$A$ long straight horizontal cable carries a current of $2.5\;A$ in the direction $10^{\circ}$ south of west to $10^{\circ}$ north of east. The magnetic meridian of the place happens to be $10^{\circ}$ west of the geographic meridian. The earth's magnetic field at the location is $0.33\;G,$ and the angle of dip is zero. Locate the line of neutral points (ignore the thickness of the cable)? (At neutral points,magnetic field due to a current-carrying cable is equal and opposite to the horizontal component of earth's magnetic field.)

(N/A) Current in the wire,$I = 2.5 \; A$.
Angle of dip at the given location on Earth,$\delta = 0^{\circ}$.
Earth's magnetic field,$H = 0.33 \; G = 0.33 \times 10^{-4} \; T$.
The horizontal component of Earth's magnetic field is given by $H_{H} = H \cos \delta = 0.33 \times 10^{-4} \times \cos 0^{\circ} = 0.33 \times 10^{-4} \; T$.
The magnetic field $B$ at a distance $R$ from a long straight wire is $B = \frac{\mu_{0} I}{2 \pi R}$.

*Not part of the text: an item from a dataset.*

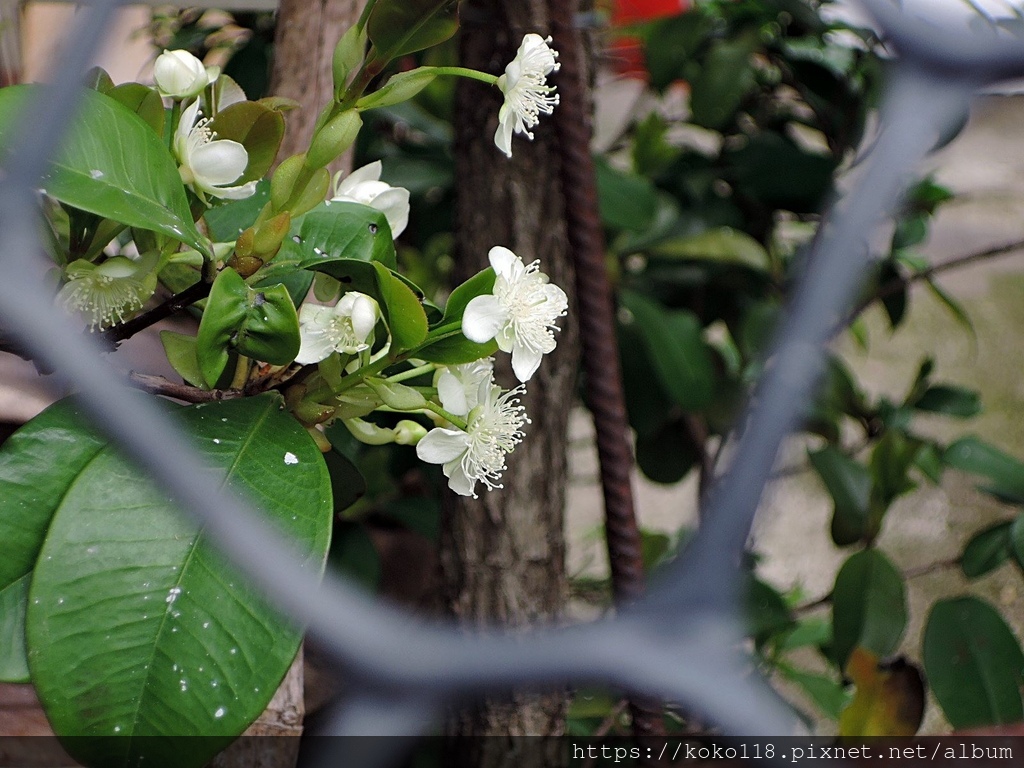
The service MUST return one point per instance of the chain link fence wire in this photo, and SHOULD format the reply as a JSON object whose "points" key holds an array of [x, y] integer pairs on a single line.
{"points": [[682, 642]]}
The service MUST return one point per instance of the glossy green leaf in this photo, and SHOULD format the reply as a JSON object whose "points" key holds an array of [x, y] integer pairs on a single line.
{"points": [[680, 355], [138, 630], [950, 400], [725, 79], [97, 168], [1004, 472], [399, 27], [143, 100], [889, 698], [827, 693], [480, 284], [973, 663], [348, 230], [868, 606], [627, 201], [723, 245], [256, 127], [849, 483], [180, 351], [401, 308], [260, 324], [986, 551], [13, 656], [353, 554]]}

At neutral points,the magnetic field due to the wire must be equal and opposite to the horizontal component of Earth's magnetic field,so $B = H_{H}$.
Substituting the values: $0.33 \times 10^{-4} = \frac{4 \pi \times 10^{-7} \times 2.5}{2 \pi \times R}$.

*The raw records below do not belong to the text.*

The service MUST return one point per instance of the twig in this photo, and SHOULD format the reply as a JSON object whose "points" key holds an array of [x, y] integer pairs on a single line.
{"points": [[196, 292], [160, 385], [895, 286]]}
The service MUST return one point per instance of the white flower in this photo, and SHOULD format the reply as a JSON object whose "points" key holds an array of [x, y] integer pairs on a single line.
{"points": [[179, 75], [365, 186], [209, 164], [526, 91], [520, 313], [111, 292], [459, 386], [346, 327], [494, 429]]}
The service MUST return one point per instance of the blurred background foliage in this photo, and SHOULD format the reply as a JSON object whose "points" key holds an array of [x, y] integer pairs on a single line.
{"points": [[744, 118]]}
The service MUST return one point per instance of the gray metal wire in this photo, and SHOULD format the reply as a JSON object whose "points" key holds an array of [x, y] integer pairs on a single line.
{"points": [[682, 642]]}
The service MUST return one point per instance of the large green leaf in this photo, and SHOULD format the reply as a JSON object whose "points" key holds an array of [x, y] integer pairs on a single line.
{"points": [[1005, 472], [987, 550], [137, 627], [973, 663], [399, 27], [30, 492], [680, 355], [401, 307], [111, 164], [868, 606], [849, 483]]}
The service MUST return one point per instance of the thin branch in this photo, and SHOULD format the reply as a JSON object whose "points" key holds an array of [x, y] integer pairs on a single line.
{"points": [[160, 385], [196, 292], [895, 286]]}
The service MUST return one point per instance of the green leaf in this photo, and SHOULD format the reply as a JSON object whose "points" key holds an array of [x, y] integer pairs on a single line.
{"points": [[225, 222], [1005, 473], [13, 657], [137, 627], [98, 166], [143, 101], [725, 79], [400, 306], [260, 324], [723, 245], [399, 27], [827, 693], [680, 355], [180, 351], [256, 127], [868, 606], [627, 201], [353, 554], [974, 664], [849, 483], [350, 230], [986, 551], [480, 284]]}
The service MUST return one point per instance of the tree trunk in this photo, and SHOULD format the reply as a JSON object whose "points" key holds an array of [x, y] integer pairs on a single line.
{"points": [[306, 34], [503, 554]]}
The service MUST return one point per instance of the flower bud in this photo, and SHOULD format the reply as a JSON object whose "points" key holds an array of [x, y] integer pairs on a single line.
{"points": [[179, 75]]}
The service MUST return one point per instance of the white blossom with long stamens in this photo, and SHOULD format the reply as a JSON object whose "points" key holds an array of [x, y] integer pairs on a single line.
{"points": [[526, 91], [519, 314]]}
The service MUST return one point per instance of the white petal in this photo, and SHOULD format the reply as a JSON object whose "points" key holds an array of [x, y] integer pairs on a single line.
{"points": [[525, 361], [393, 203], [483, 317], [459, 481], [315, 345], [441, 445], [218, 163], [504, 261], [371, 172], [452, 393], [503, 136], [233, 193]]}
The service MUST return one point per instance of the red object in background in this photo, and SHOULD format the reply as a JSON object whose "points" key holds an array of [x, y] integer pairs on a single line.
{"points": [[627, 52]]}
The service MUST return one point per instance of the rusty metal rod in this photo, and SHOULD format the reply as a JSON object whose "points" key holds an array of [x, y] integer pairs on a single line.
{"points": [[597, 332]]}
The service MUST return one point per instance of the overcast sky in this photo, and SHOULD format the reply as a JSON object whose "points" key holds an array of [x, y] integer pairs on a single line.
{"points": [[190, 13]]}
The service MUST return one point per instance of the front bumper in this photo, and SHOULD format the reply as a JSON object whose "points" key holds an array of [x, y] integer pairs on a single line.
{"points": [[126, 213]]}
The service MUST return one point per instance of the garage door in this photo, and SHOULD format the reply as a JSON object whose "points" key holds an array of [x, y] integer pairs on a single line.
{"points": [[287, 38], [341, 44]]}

Solving for $R$: $R = \frac{2 \times 10^{-7} \times 2.5}{0.33 \times 10^{-4}} = \frac{5 \times 10^{-7}}{0.33 \times 10^{-4}} \approx 1.515 \times 10^{-2} \; m = 1.51 \; cm$.
Thus,the neutral points lie on a straight line parallel to the cable at a perpendicular distance of $1.51 \; cm$ above the cable.